Po incydencie z posłem Gabrielem Janowskim w roli głównej i problemach z narowistą sejmową demokracją, rządzący chcą uporządkować swoją stajnię Augiasza na Wiejskiej. Jeśli bałagan w Sejmie skończy się rozwiązaniem izby, niektórzy posłowie mogą w niej ponownie nie zasiąść.

W Sejmie każdego dnia, niczym grzyby po deszczu, rodzą się kolejne antykryzysowe pomysły. Na razie jednak nie ma jednej wspólnej inicjatywy i szanse na jej pojawienie są coraz mniejsze. Politykom coraz trudniej się porozumieć, wszak zbliżają się wybory. Zamiast na przywróceniu

praworządności, bardziej zależy im na tym, by jak najefektowniej zaistnieć.

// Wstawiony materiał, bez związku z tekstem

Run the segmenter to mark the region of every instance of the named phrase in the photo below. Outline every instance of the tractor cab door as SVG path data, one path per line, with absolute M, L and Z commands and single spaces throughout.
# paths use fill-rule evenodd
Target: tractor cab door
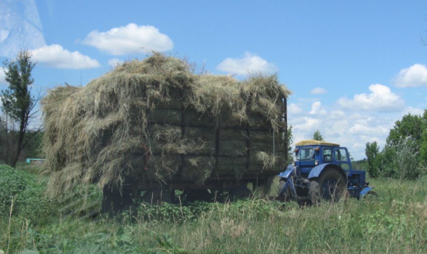
M 348 175 L 351 170 L 349 152 L 345 147 L 334 147 L 333 150 L 334 163 L 337 164 L 344 170 L 346 174 Z

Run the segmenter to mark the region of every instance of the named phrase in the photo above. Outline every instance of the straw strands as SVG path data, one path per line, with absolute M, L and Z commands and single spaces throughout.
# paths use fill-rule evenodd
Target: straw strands
M 41 101 L 50 194 L 129 177 L 201 185 L 212 175 L 277 172 L 286 157 L 282 98 L 290 93 L 275 74 L 195 75 L 157 53 L 86 87 L 58 86 Z

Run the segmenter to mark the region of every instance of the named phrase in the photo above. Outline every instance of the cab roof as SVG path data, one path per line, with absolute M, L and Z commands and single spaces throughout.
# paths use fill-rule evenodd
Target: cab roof
M 338 144 L 329 143 L 328 142 L 325 141 L 319 141 L 318 140 L 314 140 L 313 139 L 302 140 L 295 144 L 295 146 L 303 146 L 304 145 L 327 145 L 328 146 L 340 146 L 340 145 Z

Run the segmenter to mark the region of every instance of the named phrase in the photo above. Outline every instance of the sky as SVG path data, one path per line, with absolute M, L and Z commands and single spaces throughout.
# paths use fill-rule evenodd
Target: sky
M 45 93 L 153 50 L 238 79 L 277 73 L 293 92 L 294 141 L 318 130 L 357 160 L 427 109 L 426 15 L 427 2 L 411 0 L 0 0 L 0 60 L 31 51 Z

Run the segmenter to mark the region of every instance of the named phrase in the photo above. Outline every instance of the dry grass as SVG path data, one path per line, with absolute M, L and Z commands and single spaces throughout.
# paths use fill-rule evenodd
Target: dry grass
M 127 176 L 167 183 L 181 166 L 179 155 L 188 154 L 193 155 L 186 157 L 180 177 L 202 184 L 218 169 L 212 157 L 218 128 L 226 133 L 224 128 L 230 126 L 268 128 L 275 132 L 280 147 L 279 130 L 286 128 L 282 100 L 290 93 L 276 75 L 253 73 L 243 81 L 195 75 L 185 62 L 158 53 L 125 62 L 85 87 L 58 87 L 41 102 L 48 192 L 57 196 L 76 185 L 93 182 L 100 187 L 120 185 Z M 182 109 L 186 124 L 207 127 L 183 130 L 174 125 L 182 122 Z M 235 142 L 223 144 L 222 152 L 231 153 L 233 158 L 253 150 L 251 163 L 261 166 L 251 172 L 274 174 L 286 156 L 277 152 L 272 157 L 272 131 L 256 134 L 244 150 L 238 141 L 246 133 L 231 140 L 220 137 Z M 146 152 L 150 153 L 147 171 Z M 220 163 L 221 172 L 241 176 L 246 168 L 238 162 L 232 163 L 234 167 Z

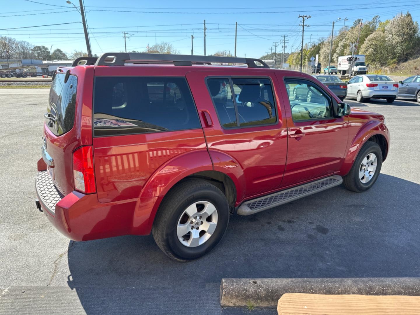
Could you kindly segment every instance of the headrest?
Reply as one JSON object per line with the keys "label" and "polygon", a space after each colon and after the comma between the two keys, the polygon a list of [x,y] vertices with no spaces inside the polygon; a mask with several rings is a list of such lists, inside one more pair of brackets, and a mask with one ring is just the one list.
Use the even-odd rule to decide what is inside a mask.
{"label": "headrest", "polygon": [[241,103],[243,102],[254,102],[260,97],[260,92],[261,88],[259,84],[244,85],[239,93],[238,100]]}
{"label": "headrest", "polygon": [[221,86],[220,81],[215,80],[210,80],[208,81],[207,84],[209,87],[209,89],[210,90],[210,94],[211,94],[212,97],[215,96],[219,94],[219,92],[220,92],[220,88]]}

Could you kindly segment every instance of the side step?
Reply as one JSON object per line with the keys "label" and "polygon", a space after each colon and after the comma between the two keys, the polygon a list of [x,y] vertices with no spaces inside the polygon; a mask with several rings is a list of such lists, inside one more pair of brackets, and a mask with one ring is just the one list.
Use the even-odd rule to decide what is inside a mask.
{"label": "side step", "polygon": [[341,176],[333,175],[329,177],[319,179],[300,186],[270,195],[260,197],[256,199],[246,201],[238,208],[237,213],[241,215],[249,215],[264,210],[290,202],[297,199],[325,190],[343,182]]}

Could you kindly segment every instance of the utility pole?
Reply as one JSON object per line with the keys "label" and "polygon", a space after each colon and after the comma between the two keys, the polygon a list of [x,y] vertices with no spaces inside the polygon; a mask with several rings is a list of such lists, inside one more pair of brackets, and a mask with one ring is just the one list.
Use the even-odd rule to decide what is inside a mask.
{"label": "utility pole", "polygon": [[309,18],[311,16],[310,15],[299,15],[299,18],[302,18],[302,24],[299,24],[299,26],[302,26],[302,49],[300,50],[300,71],[302,71],[303,67],[303,33],[305,31],[305,26],[308,27],[310,25],[305,25],[305,19]]}
{"label": "utility pole", "polygon": [[123,32],[123,34],[124,34],[124,36],[123,37],[124,37],[124,47],[125,47],[125,49],[126,49],[126,52],[127,52],[127,43],[126,42],[126,37],[128,37],[129,38],[130,37],[129,37],[129,36],[127,36],[127,35],[132,35],[132,34],[129,34],[127,32]]}
{"label": "utility pole", "polygon": [[206,20],[204,20],[204,55],[206,55]]}
{"label": "utility pole", "polygon": [[236,40],[238,34],[238,22],[235,24],[235,57],[236,57]]}
{"label": "utility pole", "polygon": [[[287,41],[287,42],[289,42]],[[281,67],[283,67],[283,64],[284,63],[284,52],[286,48],[286,35],[283,35],[283,55],[281,56]]]}
{"label": "utility pole", "polygon": [[275,42],[273,43],[274,45],[274,68],[276,68],[276,60],[277,59],[277,45],[278,45],[278,42]]}
{"label": "utility pole", "polygon": [[327,69],[328,73],[327,74],[330,74],[330,64],[331,63],[331,51],[333,49],[333,38],[334,37],[334,24],[336,22],[339,20],[341,20],[341,18],[339,18],[336,21],[333,21],[333,29],[331,32],[331,42],[330,43],[330,55],[328,57],[328,68]]}
{"label": "utility pole", "polygon": [[92,51],[90,49],[90,43],[89,42],[89,36],[87,34],[87,26],[86,26],[86,20],[84,18],[84,10],[83,9],[83,0],[79,0],[80,5],[80,14],[81,14],[81,21],[83,23],[83,30],[84,31],[84,37],[86,40],[86,47],[87,49],[87,55],[92,56]]}

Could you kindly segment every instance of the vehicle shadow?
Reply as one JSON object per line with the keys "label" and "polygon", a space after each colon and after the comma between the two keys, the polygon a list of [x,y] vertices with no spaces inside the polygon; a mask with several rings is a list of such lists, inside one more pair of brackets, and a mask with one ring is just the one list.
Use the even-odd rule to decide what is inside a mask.
{"label": "vehicle shadow", "polygon": [[381,174],[363,193],[340,186],[233,215],[216,248],[187,263],[151,236],[71,241],[68,284],[89,315],[201,314],[217,313],[223,278],[420,276],[419,191]]}

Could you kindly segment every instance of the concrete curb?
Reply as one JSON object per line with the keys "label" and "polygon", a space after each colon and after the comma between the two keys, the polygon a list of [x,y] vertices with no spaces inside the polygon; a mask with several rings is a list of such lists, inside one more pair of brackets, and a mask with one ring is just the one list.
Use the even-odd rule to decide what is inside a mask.
{"label": "concrete curb", "polygon": [[420,296],[420,278],[222,279],[220,304],[276,307],[285,293]]}

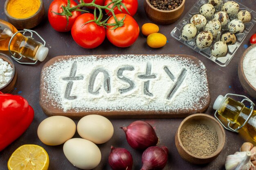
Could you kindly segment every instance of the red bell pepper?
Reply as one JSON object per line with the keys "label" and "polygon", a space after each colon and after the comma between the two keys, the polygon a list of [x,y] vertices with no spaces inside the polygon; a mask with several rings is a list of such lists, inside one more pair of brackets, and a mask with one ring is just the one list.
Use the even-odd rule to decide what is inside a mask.
{"label": "red bell pepper", "polygon": [[0,151],[20,137],[34,118],[34,110],[22,97],[0,92]]}

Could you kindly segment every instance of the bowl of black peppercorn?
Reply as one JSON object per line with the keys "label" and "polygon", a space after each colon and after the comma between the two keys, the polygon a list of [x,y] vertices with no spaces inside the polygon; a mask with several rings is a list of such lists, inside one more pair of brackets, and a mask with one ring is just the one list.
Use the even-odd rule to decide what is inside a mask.
{"label": "bowl of black peppercorn", "polygon": [[144,0],[144,9],[150,20],[166,25],[175,22],[184,11],[185,0]]}

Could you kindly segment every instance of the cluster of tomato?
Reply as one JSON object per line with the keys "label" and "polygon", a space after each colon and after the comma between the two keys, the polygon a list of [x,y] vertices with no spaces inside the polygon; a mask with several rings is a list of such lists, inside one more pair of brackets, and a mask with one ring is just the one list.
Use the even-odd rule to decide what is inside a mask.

Otwarcie mówi o tym były marszałek Sejmu, Maciej Płażyński: Albo uważamy wszyscy, że sytuacja jest bardzo poważna, albo rozgrywamy to wyborczo i uważamy, że dopóki nie minie czas wyborów, to nie siadamy wspólnie do stołu.

SLD i UP chcą zwołania specjalnego Konwentu Seniorów, już po wznowieniu obrad Sejmu. Dają do zrozumienia całej reszcie izby, że każdy kompromis będzie możliwy, jeżeli marszałek Borowski pozostanie na stanowisku. Koalicyjny partner, PSL, nie zajmuje wyraźnego stanowiska – Sojuszu do końca nie poparł, ale z opozycją też się nie spotkał.

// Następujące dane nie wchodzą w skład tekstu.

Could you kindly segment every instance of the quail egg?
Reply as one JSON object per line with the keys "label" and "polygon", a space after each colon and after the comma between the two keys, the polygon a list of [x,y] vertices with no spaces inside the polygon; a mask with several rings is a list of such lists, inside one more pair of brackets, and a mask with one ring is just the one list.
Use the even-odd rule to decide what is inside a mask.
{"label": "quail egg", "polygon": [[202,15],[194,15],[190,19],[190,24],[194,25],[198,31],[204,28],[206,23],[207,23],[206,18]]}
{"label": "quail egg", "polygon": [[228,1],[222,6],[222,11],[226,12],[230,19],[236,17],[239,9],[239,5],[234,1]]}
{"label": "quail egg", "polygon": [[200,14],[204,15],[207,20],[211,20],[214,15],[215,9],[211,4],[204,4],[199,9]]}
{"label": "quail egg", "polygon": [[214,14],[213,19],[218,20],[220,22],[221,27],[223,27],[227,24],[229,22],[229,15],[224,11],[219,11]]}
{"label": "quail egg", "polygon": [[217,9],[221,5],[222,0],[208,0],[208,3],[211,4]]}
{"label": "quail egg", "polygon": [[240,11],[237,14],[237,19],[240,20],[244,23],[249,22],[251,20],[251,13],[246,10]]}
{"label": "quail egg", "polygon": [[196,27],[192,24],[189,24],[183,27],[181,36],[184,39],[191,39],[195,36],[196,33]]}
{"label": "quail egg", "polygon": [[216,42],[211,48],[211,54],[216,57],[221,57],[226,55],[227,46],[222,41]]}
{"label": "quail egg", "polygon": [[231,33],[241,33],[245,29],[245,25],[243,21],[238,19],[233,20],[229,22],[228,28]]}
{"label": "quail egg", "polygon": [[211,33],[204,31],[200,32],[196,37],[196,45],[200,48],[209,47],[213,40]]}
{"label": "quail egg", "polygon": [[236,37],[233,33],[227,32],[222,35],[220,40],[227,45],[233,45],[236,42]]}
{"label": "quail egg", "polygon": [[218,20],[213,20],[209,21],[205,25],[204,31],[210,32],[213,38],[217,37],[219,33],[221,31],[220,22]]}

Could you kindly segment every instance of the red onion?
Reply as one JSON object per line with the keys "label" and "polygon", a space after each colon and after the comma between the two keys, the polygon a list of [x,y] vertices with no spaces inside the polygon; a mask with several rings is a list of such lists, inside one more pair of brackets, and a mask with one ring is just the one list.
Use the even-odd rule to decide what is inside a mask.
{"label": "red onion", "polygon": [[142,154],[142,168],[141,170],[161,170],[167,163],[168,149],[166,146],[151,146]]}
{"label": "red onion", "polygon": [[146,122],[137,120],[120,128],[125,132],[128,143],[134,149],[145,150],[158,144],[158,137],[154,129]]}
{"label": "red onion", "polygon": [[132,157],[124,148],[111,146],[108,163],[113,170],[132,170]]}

Opozycja tymczasem uradziła, że wspólny zespół rozpocznie prace nad zmianami w regulaminie Sejmu. Jednak Zyta Gilowska z PO proponuje krok radykalniejszy – Trybunał Stanu dla krnąbrnych posłów: Sama perspektywa, że można stanąć przed Trybunałem i zostać pozbawionym mandatu podziała, studząco na ¾ tego towarzystwa.